Q: A couple years ago I lost my job and went into foreclosure. My lender took a private mortgage insurance (PMI) claim for the missed payments. The lender then sold my mortgage to another lender. When I was contacted by the new lender, we worked out a forbearance agreement so that I was able to keep my home (still requiring me to pay the $14,000 that was paid via the PMI claim).
I am wondering why I needed to pay back the $14,000 to the new lender when the prior lender received it through a PMI claim. Should this amount have been removed from my mortgage? Should I seek legal counsel to get restitution from the original lender since this money was, in reality, paid twice?
A: We have received this question quite often lately as mortgage problems have increased. Many people are affected by the current downturn in the real estate market and many borrowers have had difficulty paying their loan payments.
When you purchase a property and obtain a loan for that purchase and that loan exceeds 80 percent of the value of the purchase, the lender will require you to pay for private mortgage insurance (“PMI”). PMI is only for the benefit of the lender.
PMI does not cover the owner of the property. It only insures the lender for the portion of the loan that exceeded 80 percent of the value of the property on the date you obtained the loan. If you fail to make your payments or walk away from the loan and never pay it back or if you sell the home for less than the value of the mortgage, the lender has insurance on that portion of the loan.
When you failed to make your payments with your first lender, that lender filed a claim with the PMI company. The PMI company may have paid off that claim with the first lender and the lender then sold the loan to a new lender.

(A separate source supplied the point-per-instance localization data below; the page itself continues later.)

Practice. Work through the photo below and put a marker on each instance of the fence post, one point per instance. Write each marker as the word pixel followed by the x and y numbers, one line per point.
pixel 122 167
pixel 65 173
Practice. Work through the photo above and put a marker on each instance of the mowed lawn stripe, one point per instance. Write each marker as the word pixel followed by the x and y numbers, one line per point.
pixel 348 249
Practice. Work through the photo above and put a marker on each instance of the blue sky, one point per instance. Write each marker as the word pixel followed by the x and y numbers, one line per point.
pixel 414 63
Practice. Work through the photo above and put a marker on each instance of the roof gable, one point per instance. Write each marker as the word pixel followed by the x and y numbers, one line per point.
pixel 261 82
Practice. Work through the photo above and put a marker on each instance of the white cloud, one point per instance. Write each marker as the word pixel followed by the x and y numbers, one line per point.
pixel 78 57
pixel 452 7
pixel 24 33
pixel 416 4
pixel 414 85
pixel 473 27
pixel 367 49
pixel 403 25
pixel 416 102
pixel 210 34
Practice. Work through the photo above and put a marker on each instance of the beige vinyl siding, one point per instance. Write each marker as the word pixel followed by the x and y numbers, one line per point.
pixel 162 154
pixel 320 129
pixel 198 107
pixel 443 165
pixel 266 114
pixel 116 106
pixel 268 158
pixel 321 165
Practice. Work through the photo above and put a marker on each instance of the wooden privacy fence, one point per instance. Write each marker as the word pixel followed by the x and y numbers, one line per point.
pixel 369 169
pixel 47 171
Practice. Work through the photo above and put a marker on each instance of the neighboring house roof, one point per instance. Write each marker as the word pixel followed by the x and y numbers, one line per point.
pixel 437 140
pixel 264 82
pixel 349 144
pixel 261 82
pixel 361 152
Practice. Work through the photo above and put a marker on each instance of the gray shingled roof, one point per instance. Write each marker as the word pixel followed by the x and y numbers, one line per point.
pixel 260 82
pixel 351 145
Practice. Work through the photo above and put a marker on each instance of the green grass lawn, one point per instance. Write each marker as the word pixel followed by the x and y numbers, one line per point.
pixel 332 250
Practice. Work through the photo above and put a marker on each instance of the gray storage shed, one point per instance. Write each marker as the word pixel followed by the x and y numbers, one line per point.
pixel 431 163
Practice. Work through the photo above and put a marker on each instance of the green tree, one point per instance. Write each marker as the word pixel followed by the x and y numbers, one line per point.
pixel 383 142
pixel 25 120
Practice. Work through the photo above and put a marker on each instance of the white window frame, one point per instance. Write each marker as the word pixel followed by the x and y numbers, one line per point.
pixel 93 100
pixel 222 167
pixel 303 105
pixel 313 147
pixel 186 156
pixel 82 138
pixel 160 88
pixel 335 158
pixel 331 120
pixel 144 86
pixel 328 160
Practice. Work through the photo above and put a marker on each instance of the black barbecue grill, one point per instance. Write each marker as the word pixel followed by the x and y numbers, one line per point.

That new lender has the right to collect from you the full amount owed under the loan. In some cases, if the PMI company paid off the claim, the PMI company could come after you for the repayment of the amount paid to the first lender for the PMI claim.
Now that the loan has been sold off to the second lender, you still have the obligation to pay whatever debt is owed to that lender under the forbearance agreement.
Exceptions to Repaying the Mortgage Loan
There are some exceptions in which the homeowner might not have to pay the full amount of the loan back to the lender. One of these exceptions is when the lender and borrower no longer has the duty to repay the full amount, when the borrower files bankruptcy and all or part of the loan debt is released or in some states where the lender can only go after the property and can’t go after the borrower for a deficiency judgment.
In another scenario, if you had not been able to repay the loan and the lender had foreclosed, or if you had sold the home for less than the amount owed under the loan — commonly known as a “short sale” — and the lender agreed to accept that short amount as full payment for the debt and agreed not to go after you for the shortage, the lender would not be able to go after you for the additional money.
If those limited situations don’t apply to you, keep in mind that in many states the lender can still go after you to get the repayment of any amount owed under the mortgage loan. And if the PMI company paid a claim to the lender, the PMI company can come after you for the amount paid out on the claim.
However, you shouldn’t end up paying “twice.” Rather, your obligation is to pay back the lender an amount equal to the amount you borrowed, less the principal you paid off over time plus any fees and costs that you might owe the lender as a result of your non-payment under the loan.
For more details on what you owe, please talk to your lender and a real estate attorney.